Dans le Jutland, la conscience écologique concernant les enjeux climatiques et énergétiques est aussi vive mais l’indépendance énergétique vis-à-vis des combustibles fossiles n’y est annoncée que pour… 2050. Férue de sciences et fascinée par le défi énergétique à l’échelle nationale et mondiale, j’intègre en septembre 2012 l’université technique du Danemark (DTU) sur la grande île de Zélande.

Si pour Brewen, je suis devenue avec mes 185 centimètres « sa grande viking », pour mes condisciples sur le campus, avec mon habitude de lire à la cafeteria des romans dans la langue de Molière, je suis devenue la Fransk. Et cette french touch m’assure un certain succès relationnel.

Mon intérêt pour la France ne se limite pas à sa littérature. Mon attention se porte aussi sur l’actualité, la politique notamment. Je regarde régulièrement le soir sur Internet le journal d’Arte et, à l’occasion, des émissions-débats sur cette même chaîne, France 2 ou LCP Public Sénat. Par ailleurs, je suis une fidèle lectrice du Monde diplomatique pour m’initier aux enjeux géopolitiques… et enrichir mon vocabulaire français.

Par son message Brewenn m’invite donc à visionner sur le site internet de la nouvelle chaîne Agora-Planète, l’émission de début de soirée de la veille. Cela devrait grandement m’intéresser, m’assure-t-il.
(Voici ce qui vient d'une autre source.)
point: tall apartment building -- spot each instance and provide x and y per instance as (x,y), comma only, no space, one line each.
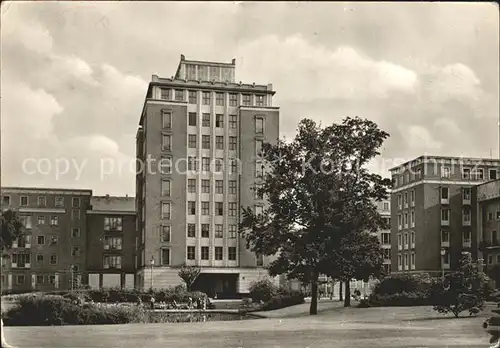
(66,241)
(487,197)
(432,211)
(200,131)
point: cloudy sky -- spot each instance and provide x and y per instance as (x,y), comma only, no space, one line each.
(74,76)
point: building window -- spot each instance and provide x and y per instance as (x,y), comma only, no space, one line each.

Je n’ai rien de prévu ce vendredi soir. Dans ma chambre d’étudiante du DTU Campus Village, je me rends sur le site Agora-Planète. « Quel futur ? » est programmé le jeudi de 20 heures 30 à 22 heures. L’émission du 29 septembre s’intitulait « Quel futur pour les métaux ? » avec comme invité l’ingénieur centralien Philippe Bihouix, auteur de L’âge des low-tech : Vers une civilisation techniquement soutenable. Je savais déjà que la demande mondiale en pétrole était en passe d’en excéder les capacités de production, mais là j’apprends que l’addiction croissante de l’humanité vis-à-vis de ces ressources va aussi poser des problèmes aussi graves dès la décennie 2020 pour certains métaux : « En l’espace d’une génération, nous devrions extraire une quantité plus grande de métaux que pendant toute l’histoire de l’humanité. »

Pendant le week-end, je visionne avec le même effarement les autres « Quel futur ? » du mois de septembre consacrés respectivement à la consommation d’eau douce, de fertilisants et de sable de construction.

La structure des émissions est simple : un reportage de cinquante minutes précède l’interview d’un expert, avec, à l’arrière-plan, la courbe montrant l’évolution de la consommation étudiée depuis 1850 jusqu’en 2015 suivie d’un grand point d’interrogation.